Krytycy mieli ze Stachurą pewien kłopot. Swoje pierwsze wiersze opublikował w dwutygodniku „Uwaga” w 1957 r., ale nigdy właściwie nie był identyfikowany z pokoleniem debiutującym w okolicach przełomu październikowego. Poezja Stachury wydawała się zbyt gawędziarska i zbyt piosenkowa, co zresztą zgadzało się z artystyczną praktyką jej twórcy, bo swoje wiersze wyśpiewywał przy akompaniamencie gitary. Pisał także piosenki. Pierwszy tom opowiadań „Jeden dzień” (1962) już zwiastował talent prozatorski późniejszego autora „Całej jaskrawości”, ale recenzenci przyjęli książkę z umiarkowanym entuzjazmem, widząc w niej dość typowy przykład tak zwanego małego realizmu, a w postawie narratora „naiwny franciszkanizm”. Nieco lepiej i wnikliwiej oceniano późniejsze opowiadania z książki „Falując na wietrze”, choć właściwie nikt, może poza Henrykiem Berezą, nie zwrócił uwagi, że te małe formy prozatorskie były dla Stachury polem artystycznych, a zwłaszcza językowych poszukiwań. Stało się to jasne po wydaniu w 1969 r. „Całej jaskrawości”, a potem w 1971 r. „Siekierezady”.
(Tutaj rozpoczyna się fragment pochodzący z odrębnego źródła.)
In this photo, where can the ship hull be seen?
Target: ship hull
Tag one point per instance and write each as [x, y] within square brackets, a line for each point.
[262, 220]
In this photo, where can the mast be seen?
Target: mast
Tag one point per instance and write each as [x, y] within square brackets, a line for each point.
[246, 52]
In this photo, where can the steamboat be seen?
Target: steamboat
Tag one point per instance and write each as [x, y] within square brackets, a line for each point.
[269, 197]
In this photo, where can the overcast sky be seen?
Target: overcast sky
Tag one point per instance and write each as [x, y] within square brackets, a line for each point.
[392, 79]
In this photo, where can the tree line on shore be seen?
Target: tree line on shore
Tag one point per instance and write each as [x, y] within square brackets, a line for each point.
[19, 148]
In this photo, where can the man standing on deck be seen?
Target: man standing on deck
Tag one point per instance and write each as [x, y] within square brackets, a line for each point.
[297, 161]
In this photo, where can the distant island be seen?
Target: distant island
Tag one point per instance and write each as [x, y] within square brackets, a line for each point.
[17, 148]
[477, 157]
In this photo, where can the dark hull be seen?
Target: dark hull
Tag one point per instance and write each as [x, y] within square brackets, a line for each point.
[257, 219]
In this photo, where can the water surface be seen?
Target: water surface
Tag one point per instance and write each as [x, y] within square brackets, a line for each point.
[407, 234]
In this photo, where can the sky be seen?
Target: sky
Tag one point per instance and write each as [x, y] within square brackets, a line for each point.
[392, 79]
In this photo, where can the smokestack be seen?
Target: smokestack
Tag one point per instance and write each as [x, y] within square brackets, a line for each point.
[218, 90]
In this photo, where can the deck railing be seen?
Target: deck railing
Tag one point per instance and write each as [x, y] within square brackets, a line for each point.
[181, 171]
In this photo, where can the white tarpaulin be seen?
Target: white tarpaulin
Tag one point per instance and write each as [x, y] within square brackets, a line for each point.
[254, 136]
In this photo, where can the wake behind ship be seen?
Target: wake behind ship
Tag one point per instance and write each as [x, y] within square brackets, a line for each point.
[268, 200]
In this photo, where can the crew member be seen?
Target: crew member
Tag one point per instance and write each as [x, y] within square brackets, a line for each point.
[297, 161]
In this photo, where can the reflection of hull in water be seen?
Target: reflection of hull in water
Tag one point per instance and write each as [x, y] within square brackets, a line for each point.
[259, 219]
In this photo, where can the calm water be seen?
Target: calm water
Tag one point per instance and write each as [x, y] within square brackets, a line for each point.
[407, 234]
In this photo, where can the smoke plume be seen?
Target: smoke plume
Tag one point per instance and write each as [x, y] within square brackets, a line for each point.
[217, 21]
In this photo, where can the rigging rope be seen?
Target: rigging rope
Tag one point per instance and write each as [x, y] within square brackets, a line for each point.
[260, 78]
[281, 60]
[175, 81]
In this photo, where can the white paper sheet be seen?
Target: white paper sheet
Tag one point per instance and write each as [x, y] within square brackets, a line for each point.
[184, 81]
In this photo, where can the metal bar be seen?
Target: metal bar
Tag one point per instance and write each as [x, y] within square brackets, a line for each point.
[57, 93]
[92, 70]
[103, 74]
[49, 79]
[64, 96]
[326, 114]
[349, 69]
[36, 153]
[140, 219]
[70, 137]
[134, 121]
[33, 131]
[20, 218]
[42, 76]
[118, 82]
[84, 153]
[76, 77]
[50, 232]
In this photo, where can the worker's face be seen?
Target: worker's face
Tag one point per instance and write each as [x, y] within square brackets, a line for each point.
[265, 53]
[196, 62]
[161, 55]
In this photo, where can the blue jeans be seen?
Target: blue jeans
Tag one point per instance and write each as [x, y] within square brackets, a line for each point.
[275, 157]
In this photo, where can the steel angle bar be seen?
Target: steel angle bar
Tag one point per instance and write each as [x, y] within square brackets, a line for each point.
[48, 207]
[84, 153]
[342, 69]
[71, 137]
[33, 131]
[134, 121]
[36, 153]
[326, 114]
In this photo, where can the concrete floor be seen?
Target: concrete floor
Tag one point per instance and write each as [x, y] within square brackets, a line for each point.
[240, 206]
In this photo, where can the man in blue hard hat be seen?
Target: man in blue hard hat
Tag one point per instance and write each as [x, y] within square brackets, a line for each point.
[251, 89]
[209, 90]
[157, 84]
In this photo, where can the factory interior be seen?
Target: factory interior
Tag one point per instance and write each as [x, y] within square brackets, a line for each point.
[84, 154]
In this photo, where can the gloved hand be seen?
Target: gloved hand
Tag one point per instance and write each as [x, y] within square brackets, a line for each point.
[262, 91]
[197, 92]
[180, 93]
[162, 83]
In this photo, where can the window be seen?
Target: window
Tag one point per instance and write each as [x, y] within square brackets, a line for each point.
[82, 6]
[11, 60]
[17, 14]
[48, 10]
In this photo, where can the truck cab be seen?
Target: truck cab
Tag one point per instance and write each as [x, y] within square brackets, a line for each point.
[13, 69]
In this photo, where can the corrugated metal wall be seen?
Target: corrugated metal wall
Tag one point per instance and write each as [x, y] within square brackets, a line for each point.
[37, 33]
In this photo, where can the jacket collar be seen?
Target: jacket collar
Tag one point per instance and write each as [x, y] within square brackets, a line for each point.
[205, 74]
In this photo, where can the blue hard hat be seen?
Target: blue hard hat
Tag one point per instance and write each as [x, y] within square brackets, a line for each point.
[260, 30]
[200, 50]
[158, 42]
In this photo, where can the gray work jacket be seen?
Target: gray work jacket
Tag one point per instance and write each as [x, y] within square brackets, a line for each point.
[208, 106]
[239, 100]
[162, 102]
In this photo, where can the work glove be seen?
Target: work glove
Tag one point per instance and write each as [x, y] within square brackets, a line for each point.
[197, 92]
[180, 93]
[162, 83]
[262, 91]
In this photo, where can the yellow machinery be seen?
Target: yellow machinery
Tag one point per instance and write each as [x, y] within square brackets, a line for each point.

Ta opowieść o ciężkiej pracy przy wyrębie lasu, o przyjaźni, miłości i śmierci nie miała już nic wspólnego ani z małym realizmem, ani z naiwnym franciszkanizmem, choć przecież mamy w „Siekierezadzie” i dobrze oddany szczegół obyczajowy, i zachwyty nad przyrodą. Ale są jeszcze inne rzeczy i inne, nieproste emocje.
Bohater „Siekierezady” Janek Pradera jest w zasadzie z tej samej gildii co jego poprzednik z „Całej jaskrawości” Edmunt Szerucki, wydaje się też podobny do narratora wczesnych opowiadań. Jest mianowicie wędrowcem. Wybrał sobie taki los albo los go takim wybrał. Dla czytelników był to znak niezmiernie istotny, podobnie jak wiedza o tym, że Stachura sam był człowiekiem drogi.